I got my sister’s number and called her. She could not believe it. I told her I was in a camp and everything that had happened. She said, “I’ll do something.” She sent me a form to get me into Australia. The first time I was rejected by the Government. I felt like someone was killing me at the time. I was thinking for the first time, I have a future, I have hope. Why did this happen?

As I’m a Christian I could not give up. I kept praying, and asking God, “help me please.” One day God answered my prayer and my sister said she found someone who will help you.

So in 2014 I got a call from the Australia Government asking me to come into an interview. I passed that, and passed medical checks. So after that they said, “Welcome to Australia.”

I reached Australia in February 2015. At first I couldn’t recognise my sister. She brought me home and I came to live in Wollongong.

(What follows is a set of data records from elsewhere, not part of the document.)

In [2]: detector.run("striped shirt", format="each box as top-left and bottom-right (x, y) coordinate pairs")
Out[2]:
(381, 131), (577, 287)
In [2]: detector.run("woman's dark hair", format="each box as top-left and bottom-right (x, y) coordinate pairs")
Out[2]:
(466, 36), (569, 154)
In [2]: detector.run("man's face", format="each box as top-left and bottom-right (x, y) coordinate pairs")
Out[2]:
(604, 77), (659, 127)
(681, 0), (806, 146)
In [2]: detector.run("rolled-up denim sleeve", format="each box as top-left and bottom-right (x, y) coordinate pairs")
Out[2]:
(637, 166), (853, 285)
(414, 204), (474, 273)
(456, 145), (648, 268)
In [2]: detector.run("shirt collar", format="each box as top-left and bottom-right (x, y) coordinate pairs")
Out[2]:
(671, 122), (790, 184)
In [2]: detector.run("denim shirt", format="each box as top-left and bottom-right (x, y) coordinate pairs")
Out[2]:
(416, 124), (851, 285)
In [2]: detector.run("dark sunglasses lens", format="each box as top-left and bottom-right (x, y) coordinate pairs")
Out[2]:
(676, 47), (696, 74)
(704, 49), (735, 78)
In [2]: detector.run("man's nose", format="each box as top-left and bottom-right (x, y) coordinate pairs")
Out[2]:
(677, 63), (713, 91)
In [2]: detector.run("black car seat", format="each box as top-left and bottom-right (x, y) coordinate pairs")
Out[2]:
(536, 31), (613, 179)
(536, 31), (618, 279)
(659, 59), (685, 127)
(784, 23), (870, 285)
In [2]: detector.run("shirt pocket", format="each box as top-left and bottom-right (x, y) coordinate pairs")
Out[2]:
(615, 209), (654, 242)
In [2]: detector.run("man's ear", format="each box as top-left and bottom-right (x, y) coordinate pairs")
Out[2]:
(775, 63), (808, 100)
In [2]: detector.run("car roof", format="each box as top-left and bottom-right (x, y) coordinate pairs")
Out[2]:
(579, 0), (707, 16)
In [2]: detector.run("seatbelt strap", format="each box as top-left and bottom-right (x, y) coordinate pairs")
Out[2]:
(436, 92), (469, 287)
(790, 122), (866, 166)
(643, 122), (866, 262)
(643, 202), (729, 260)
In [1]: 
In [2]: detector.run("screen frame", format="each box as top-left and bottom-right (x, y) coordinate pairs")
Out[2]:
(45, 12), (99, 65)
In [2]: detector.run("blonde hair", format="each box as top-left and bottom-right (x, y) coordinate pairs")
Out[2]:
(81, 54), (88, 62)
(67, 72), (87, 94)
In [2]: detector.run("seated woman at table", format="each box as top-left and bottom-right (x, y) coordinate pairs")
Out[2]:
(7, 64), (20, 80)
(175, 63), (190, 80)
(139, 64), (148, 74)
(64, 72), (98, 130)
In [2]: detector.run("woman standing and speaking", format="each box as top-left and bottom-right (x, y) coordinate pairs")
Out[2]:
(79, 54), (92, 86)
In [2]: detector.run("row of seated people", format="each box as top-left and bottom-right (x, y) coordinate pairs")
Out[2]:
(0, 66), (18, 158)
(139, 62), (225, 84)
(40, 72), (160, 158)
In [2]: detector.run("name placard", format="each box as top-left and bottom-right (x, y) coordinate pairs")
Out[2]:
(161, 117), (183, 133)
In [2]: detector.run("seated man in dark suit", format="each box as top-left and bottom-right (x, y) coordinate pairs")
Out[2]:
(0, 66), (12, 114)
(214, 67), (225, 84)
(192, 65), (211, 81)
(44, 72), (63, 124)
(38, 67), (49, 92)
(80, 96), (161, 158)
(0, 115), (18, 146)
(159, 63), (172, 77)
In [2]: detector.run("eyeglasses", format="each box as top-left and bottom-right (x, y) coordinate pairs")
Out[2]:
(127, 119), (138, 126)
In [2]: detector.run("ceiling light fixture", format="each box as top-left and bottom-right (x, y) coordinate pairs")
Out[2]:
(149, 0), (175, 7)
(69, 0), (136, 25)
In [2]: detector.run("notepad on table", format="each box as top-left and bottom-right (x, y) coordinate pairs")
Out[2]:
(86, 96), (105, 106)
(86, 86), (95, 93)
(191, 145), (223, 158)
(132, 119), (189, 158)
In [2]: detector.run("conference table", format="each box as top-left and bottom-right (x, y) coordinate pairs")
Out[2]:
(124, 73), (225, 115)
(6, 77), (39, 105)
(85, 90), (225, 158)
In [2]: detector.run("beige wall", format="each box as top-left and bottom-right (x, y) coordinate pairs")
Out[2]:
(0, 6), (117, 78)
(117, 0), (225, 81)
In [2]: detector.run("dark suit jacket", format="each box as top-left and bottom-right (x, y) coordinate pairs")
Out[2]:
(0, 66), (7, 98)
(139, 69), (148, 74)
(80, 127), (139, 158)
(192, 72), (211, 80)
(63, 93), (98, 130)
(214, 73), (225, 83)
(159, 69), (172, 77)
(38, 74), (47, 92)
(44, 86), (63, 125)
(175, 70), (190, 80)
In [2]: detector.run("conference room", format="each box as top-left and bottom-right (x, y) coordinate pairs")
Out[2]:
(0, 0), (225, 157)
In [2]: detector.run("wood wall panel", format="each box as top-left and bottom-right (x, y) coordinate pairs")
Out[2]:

When I reached Wollongong I came to Tafe doing English. After that I wanted to pursue my career – It’s never too late. The past is just the past, now we are in present. We need to go forward and not backward.

Now I’m in Australia, I’ve finished my Certificate III in Aged Care, and I’m planning to go to Uni and do Nursing, and become a Nurse one day. That is my future and what I plan in my goals. I’m also helping other refugees. My friends and I sponsor Congolese student living in a camp. So we’re helping those who cannot afford school fees. We are supporting them by sending them money to go to school.”